Like most funds that tap in to a high-growth market, Aberdeen Global Emerging Markets Smaller Companies’ two largest sector weightings are financials and consumer staples, which make up 22.2 per cent and 22 per cent of the fund’s assets, respectively.
Jupiter China
Troue says that investors who want more direct exposure to an individual market should consider Jupiter China, despite the country's recent underperformance.
"The fund’s manager, Philip Ehrmann, tends to focus on themes that should be driving China’s future; areas such as environmental and social issues along with energy consumption."
"He also focuses on the re-balancing of the Chinese economy to a more consumer-based one."
"Because of that it is risky and should be invested in with a long-term view. It struggled in 2011 and 2012 with the Chinese slowdown and as panic around the re-balancing of the Chinese economy set in."
"However, I think economic growth probably needed to slow down to a more manageable rate."
"I think the re-balancing won’t just happen overnight and it will take time, so I think any concerns are slightly premature," he added.
Name | Jupiter China |
---|---|
Fund Size | £201m |
Min. Investment | £500 |
TER | 1.83% |
Yield | N/A |
Manager | Philip Erhmann |
FE Crown Rating | 1 Crown |
Source: FE Analytics
Erhmann has managed the £201m Jupiter China fund since its launch in October 2006.
Performance of fund vs sector and index since Oct 2006

Source: FE Analytics
The fund has underperformed the IMA China/Greater China sector and its MSCI Zhong Hua benchmark since then.
Jupiter China is third quartile over five years and bottom quartile over three.
The fund’s largest sector weighting is to Chinese financials, with the likes of China Construction Bank, Bank of China and China Pacific Insurance all cropping up in its top-10 holdings.
Aberdeen Asian Smaller Companies IT
Investors looking for a high-growth closed-ended vehicle to access emerging markets may wish to consider the five crown-rated Aberdeen Asian Smaller Companies Investment Trust.
Andy Merricks, head of investments at Skerritt Consultants, likes it because it offers access to Aberdeen’s emerging markets expertise, with the added growth potential of smaller companies.
Name | Aberdeen Asian Smaller Companies IT |
---|---|
Fund Size | £415.6m |
Discount/Premium | 4.75 |
Gearing | 6% |
Yield | N/A |
Manager | Asian Equities Team |
FE Crown Rating | 5 Crowns |
Source: FE Analytics
Aberdeen Asian Smaller Companies has beaten its bespoke benchmark of the MSCI Asia Pacific ex Japan index and the MSCI Asia Pacific ex Japan Small Cap index over one, three, five and 10 years.
It is also the best-performing portfolio in the IT Asia Pacific ex Japan equities sector over each of these periods.

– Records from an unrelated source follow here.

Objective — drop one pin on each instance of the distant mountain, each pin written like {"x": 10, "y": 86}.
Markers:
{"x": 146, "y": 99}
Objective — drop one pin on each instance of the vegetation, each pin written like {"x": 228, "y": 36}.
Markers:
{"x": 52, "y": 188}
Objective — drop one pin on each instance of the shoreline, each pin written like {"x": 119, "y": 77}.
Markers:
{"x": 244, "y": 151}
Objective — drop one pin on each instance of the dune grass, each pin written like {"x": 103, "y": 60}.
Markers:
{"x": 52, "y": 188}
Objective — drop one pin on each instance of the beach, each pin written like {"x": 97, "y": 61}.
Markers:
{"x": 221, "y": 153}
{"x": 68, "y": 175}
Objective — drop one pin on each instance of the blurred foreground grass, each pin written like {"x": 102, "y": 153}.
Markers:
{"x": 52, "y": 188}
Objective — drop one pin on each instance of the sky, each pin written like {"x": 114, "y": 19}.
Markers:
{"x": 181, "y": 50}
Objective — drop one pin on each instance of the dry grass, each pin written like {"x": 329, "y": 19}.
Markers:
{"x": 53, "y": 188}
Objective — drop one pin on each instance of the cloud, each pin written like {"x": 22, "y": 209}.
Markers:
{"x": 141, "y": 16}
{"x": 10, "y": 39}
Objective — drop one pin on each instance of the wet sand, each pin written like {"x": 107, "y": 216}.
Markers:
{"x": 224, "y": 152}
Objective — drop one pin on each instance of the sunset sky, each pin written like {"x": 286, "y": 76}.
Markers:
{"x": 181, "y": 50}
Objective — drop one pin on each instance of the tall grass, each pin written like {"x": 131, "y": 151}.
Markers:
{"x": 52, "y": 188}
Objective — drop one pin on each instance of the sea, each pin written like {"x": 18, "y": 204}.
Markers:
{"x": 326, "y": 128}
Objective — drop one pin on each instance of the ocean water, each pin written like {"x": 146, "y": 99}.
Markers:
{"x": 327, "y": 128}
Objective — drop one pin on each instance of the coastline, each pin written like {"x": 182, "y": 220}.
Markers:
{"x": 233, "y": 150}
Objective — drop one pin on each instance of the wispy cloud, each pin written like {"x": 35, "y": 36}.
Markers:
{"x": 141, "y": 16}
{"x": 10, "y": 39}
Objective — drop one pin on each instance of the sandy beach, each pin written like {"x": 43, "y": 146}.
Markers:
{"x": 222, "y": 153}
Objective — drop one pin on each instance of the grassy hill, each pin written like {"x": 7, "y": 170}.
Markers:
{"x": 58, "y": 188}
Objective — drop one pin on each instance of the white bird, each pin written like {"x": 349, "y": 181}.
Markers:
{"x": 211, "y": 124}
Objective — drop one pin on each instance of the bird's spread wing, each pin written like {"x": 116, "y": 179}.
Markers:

The trust has returned 1,032.35 per cent over the last decade and its returns of 289.47 per cent over five years are four times more than those of its benchmark in this time.
Performance of trust vs sector and index over 5yrs

Source: FE Analytics
Aberdeen Asian Smaller Companies has also been considerably less volatile than the index over five years.
The trust's largest regional weighting is to Malaysia, accounting for 18.1 per cent of its total portfolio. Its benchmark has just 3.2 per cent.
Aberdeen Asian Smaller Companies is also overweight Hong Kong, Thailand and Singapore, but considerably underweight Australia – it holds just 1.5 per cent in the country compared with 25.9 per cent from the benchmark.